24. Dezember 2021: Das Projekt „Luxembourg in Transition“ sollte laut Zeitplan nun abgeschlossen sein. Es gibt jedoch keinerlei öffentliche Mitteilung. 5. Januar 2022: Xavier Bettel stellt gemeinsam mit Umweltministerin Carole Dieschbourg und Landesplanungsminister Claude Turmes (beide Déi Gréng) den Klima-Biergerrot vor. Bettel zitiert den „Erfolg“ des BK2050 als Blaupause für den KBR.

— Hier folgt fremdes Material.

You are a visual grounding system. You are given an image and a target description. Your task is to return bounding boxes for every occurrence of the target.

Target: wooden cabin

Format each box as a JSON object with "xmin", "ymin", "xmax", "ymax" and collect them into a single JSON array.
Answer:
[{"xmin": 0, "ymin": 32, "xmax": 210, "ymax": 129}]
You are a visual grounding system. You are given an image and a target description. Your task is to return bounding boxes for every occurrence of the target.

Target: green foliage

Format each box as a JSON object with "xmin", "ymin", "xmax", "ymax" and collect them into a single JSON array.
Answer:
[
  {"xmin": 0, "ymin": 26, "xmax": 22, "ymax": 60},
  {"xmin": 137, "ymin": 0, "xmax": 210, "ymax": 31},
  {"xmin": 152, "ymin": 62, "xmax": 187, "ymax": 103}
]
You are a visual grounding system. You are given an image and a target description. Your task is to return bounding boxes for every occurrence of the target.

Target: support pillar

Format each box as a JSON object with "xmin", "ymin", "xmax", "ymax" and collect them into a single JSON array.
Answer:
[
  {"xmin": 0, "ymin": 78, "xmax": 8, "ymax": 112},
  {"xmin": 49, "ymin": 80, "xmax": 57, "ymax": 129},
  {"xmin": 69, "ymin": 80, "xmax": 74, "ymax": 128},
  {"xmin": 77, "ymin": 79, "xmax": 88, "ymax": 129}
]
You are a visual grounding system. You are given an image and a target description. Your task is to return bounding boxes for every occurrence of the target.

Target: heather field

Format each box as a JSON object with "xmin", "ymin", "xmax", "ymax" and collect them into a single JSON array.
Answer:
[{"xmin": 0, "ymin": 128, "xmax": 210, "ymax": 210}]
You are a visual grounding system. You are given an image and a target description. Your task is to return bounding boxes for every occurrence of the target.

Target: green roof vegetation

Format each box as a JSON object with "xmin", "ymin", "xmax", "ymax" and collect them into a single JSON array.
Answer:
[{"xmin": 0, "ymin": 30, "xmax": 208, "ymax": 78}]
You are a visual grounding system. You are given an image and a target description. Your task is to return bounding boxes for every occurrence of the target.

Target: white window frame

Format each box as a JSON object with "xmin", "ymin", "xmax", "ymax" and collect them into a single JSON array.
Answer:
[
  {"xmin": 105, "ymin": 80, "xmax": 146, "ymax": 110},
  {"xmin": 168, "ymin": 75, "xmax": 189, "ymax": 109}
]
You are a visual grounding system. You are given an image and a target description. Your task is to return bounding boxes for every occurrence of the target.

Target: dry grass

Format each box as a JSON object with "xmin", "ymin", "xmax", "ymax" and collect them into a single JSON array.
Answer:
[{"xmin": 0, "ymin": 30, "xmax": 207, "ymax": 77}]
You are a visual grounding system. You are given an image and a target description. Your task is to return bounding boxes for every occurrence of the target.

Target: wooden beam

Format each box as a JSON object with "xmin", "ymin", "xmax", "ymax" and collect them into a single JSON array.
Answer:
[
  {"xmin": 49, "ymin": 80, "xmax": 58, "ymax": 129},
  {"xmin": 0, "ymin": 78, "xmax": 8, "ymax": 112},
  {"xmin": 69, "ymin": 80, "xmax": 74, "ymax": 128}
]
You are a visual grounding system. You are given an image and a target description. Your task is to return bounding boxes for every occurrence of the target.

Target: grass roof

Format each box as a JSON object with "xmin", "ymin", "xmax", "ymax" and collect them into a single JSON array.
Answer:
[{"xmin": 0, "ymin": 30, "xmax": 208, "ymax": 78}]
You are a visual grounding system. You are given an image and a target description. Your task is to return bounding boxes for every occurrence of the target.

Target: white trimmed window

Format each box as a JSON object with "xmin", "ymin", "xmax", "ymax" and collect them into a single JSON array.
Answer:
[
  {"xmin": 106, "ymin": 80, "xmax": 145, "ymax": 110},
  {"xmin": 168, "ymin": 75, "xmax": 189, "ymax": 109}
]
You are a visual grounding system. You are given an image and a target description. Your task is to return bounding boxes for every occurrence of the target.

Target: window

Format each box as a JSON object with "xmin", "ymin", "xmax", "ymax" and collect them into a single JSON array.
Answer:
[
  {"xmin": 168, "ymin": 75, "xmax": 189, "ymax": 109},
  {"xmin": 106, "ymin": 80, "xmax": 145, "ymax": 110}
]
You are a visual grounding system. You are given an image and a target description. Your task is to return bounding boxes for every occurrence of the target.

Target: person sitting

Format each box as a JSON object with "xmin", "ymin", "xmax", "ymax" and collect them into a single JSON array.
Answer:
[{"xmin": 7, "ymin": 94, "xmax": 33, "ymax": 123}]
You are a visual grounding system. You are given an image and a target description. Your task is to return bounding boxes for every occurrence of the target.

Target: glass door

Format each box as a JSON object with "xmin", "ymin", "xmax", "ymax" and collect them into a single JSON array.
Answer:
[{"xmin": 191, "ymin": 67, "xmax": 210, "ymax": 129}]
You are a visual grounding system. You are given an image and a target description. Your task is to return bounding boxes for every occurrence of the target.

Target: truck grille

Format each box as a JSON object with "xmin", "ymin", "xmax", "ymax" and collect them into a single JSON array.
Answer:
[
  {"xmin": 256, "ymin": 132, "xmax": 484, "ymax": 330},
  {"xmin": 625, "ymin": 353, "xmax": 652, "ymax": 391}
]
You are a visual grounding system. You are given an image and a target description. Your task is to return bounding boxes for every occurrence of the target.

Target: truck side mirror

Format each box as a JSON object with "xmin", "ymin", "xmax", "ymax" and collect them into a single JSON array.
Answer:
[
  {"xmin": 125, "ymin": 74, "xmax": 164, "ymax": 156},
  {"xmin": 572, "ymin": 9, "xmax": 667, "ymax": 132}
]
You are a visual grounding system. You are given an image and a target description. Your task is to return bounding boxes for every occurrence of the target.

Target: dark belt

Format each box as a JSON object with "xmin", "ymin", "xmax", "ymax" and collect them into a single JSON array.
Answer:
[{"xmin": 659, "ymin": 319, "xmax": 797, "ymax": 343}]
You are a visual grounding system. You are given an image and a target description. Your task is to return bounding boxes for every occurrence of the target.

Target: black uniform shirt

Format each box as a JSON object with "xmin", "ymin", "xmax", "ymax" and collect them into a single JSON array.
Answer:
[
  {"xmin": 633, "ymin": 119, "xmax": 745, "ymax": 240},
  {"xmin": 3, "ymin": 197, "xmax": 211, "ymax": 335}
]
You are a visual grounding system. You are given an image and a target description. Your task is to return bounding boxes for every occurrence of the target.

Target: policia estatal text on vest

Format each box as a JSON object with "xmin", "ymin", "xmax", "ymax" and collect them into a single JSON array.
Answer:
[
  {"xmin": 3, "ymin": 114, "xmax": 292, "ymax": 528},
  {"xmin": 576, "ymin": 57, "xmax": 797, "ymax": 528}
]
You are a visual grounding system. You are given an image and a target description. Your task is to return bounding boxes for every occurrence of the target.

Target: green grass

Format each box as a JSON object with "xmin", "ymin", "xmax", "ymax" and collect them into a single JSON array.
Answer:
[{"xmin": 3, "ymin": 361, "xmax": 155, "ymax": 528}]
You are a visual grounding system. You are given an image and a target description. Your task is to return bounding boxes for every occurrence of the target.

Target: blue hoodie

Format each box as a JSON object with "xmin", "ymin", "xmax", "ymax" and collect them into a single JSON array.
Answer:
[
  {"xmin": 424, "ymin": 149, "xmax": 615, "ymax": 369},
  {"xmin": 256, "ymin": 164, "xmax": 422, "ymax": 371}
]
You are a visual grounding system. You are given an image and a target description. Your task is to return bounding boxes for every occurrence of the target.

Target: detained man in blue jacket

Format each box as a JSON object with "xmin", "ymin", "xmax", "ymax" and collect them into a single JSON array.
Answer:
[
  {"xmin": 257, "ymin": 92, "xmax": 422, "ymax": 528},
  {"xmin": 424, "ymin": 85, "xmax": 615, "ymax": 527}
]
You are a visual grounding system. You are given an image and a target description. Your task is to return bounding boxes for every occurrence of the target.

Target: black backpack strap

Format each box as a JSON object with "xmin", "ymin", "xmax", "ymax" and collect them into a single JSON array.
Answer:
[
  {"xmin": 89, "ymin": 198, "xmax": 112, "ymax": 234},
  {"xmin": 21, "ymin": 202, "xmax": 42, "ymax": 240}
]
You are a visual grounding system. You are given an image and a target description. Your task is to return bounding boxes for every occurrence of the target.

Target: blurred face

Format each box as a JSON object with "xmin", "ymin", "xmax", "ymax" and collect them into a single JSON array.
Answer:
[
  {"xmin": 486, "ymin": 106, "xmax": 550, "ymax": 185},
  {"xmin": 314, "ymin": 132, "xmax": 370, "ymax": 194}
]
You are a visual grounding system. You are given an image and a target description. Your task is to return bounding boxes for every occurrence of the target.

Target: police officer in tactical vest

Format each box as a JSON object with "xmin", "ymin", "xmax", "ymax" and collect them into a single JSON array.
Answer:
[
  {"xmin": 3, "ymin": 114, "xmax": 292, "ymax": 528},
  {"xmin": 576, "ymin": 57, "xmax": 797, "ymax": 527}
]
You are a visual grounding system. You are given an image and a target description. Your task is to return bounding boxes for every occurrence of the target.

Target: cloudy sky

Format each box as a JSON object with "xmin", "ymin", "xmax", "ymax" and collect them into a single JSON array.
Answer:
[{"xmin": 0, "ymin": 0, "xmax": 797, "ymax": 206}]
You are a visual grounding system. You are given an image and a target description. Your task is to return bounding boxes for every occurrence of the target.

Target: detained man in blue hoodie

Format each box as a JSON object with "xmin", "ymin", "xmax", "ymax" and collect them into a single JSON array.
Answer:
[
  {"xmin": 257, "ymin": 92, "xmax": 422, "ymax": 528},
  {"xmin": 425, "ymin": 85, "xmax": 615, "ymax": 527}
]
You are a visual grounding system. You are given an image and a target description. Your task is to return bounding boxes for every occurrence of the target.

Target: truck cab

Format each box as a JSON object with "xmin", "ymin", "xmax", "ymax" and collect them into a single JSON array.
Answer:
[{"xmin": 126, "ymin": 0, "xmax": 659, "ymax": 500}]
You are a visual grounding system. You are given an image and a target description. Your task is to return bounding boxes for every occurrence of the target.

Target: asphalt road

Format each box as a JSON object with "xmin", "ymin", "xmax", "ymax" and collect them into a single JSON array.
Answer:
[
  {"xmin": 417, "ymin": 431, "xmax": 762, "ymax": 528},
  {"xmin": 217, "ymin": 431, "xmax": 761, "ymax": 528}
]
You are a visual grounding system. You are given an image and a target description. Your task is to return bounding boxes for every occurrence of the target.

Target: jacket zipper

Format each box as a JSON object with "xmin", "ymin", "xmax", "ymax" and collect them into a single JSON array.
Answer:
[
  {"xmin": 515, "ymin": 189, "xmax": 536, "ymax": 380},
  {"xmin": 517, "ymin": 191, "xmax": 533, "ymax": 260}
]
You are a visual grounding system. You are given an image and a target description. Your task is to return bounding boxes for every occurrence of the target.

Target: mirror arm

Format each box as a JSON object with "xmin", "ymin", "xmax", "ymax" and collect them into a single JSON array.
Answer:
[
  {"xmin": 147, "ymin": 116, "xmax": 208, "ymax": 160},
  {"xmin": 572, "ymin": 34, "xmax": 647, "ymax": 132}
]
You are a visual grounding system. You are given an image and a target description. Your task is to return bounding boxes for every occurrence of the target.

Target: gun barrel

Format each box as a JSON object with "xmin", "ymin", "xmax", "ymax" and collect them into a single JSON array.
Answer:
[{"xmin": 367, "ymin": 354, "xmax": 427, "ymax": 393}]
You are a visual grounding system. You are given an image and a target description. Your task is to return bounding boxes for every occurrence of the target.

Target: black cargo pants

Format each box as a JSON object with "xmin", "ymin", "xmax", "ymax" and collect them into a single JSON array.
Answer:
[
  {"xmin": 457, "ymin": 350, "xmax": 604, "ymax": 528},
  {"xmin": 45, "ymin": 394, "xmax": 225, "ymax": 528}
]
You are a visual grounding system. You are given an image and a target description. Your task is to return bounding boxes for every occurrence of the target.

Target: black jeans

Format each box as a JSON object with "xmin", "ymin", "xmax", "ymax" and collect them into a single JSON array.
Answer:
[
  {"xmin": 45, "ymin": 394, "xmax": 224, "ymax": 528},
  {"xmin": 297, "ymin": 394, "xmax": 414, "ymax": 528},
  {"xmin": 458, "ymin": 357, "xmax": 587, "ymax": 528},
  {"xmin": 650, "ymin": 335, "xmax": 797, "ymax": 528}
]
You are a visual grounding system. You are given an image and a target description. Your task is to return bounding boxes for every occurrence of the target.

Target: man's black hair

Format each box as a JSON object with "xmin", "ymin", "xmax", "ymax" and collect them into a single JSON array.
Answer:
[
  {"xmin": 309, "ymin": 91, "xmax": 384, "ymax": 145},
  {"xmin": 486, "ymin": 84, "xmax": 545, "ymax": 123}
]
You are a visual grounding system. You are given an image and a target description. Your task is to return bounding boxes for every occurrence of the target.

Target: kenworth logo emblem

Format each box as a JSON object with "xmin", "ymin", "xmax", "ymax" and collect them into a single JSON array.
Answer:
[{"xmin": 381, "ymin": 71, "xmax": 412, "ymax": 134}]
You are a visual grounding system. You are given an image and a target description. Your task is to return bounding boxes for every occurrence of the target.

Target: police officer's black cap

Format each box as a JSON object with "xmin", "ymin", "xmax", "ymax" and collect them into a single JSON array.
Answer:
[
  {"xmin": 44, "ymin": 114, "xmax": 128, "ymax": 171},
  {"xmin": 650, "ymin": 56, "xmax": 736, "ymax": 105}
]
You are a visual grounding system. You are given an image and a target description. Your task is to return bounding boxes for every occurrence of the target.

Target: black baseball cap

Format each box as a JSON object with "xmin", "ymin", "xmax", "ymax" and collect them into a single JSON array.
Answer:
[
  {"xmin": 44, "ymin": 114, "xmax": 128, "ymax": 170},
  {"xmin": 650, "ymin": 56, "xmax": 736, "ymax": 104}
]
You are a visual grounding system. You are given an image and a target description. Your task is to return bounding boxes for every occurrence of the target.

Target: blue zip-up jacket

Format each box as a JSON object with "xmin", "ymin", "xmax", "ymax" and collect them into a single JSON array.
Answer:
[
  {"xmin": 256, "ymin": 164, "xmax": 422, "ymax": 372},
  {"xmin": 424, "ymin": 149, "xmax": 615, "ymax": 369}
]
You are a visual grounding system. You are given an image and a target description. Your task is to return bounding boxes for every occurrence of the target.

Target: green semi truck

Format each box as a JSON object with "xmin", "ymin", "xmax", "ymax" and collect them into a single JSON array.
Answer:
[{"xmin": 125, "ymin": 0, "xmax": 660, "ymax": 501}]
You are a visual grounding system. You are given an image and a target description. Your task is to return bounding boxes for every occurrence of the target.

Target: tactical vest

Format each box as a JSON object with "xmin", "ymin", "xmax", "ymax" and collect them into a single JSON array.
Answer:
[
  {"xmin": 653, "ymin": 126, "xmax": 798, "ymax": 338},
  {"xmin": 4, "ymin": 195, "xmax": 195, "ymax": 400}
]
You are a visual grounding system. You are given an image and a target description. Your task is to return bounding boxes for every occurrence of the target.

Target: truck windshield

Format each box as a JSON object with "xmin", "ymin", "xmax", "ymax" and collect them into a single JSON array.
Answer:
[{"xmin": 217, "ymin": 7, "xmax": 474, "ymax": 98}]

20. Januar 2022: Das BK2050 stellt seine Resultate vor. Es handelt sich keinesfalls um Bewertungen der landesplanerischen Teams, sondern um ein Dokument mit neun Thesen und 44 Empfehlungen an die Politik. Eine davon: Der KBR soll verstetigt werden.

8. Februar 2022: Der Historiker Denis Scuto berichtet in der Sendung „Fräie Mikro“ von der Präsentation der Resultate, denen er als Mitglied einer der drei Expert*innengremien beigewohnt hat. Diese sind noch nicht öffentlich.

19. Mai 2022: Die Resultate von „Luxembourg in Transition“ werden offiziell vorgestellt.

Juni 2022: Die Arbeiten des KBR sollten eigentlich abgeschlossen sein. Die Mitglieder beschließen, noch zwei weitere Monate zu arbeiten.

15. September 2022: Mitglieder des KBR stellen ihre Resultate vor.

17. April 2023: Der aktualisierte nationale Energie- und Klimaplan wird vorgestellt. Darin finden sich auch Punkte, die der KBR vorgeschlagen hat. Viele Vorschläge wurden jedoch ignoriert.

21. Juni 2023: Die neue Version des Programme directeur d’aménagement du territoire (PDAT) wird vom Regierungsrat angenommen. Ein einziges Mal wird das BK2050 darin erwähnt.